THE WALL (CONT.)
O'Malley's wall makes me and every other baseball fan darn mad. If there's one thing appealing about baseball it is its statistical continuity; but now this is ruined because a home run as a statistic is meaningless when it's hit at L.A.
The solution to this problem is obvious: Horace Stoneham has to play at a small (seatingwise) minor league park until his stadium is built—so why shouldn't Walter O'Malley play at small (seatingwise) Wrigley Field until his stadium is built? Such a solution would be beneficial to baseball at large.
Here in L.A. we find it vastly amusing that the temporary measure of O'Malley's screen has been expropriated by eastern sports scribes for their own private Wailing Wall. So much so that the lobbing of "cheapies" has fallen off because batters are having difficulty clearing so many convulsively heaving shoulders.
But we here are the people who matter, since we're the fans who make the turnstiles click. We can laugh at your snide barbs, for we have the Dodgers and we love them even though they are languishing at the bottom of the league. And, O'Malley—he cries all the way to the bank!
La Crescenta, Calif.
My only hope is that the Dodgers' mistake will help bring to light the problem of irregular home run targets in most major league parks. Suppose colleges with short basketball players were permitted to use eight-feet-high nets, or offensive-minded football teams used short fields in their home stadiums? Varied-size fields are all right for backyard games, but professional baseball needs a uniform field, as is required in other sports.
BASEBALL: EXOTIC L. A.
What a refreshing distraction is that blonde carrying a "Welcome L.A. Dodgers" placard (WONDERFUL WORLD, April 28).

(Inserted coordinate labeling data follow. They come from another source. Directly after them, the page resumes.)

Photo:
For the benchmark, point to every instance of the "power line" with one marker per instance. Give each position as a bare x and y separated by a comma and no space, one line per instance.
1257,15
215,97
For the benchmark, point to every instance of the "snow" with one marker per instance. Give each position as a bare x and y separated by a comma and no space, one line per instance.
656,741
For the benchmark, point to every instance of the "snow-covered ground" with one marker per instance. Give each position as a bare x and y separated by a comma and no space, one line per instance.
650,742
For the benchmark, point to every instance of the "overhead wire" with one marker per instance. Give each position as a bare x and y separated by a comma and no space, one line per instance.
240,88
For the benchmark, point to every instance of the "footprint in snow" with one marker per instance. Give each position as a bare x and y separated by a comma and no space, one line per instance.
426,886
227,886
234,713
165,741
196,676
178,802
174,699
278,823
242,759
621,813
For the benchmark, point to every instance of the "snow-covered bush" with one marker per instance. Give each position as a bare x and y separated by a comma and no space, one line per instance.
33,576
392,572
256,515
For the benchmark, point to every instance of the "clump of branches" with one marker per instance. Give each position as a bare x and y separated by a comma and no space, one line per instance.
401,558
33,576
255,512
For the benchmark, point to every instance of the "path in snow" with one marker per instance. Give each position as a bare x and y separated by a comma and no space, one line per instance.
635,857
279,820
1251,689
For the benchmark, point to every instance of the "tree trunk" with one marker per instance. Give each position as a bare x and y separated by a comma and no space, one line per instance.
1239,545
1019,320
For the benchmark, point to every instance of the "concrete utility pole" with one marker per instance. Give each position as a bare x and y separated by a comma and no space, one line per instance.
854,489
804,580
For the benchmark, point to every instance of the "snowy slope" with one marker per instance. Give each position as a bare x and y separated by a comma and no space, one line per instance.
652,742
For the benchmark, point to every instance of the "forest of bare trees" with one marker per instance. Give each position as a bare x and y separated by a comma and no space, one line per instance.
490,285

Is she baseball's cheery answer to the obese Russian women athletes we have been seeing too much of lately? Too bad the photographer couldn't persuade her to remove her sunglasses for the picture.
Did the lucky photographer, perchance, get her name? She looks like a movie starlet.
DONALD P. CROOKS
I see where you used my photo but did not mention my name as you did the other celebrities on hand. (At least the Post Office thinks I am a celebrity! Ha!) Anyway I would really appreciate the recognition.
I am the founder and president of the Exotic Dancers League of America and also the captain of the Barecats, a softball team consisting of dancers (mostly Exotics) who can play ball, and if things don't get better we might end up challenging the Dodgers! Huh? What say?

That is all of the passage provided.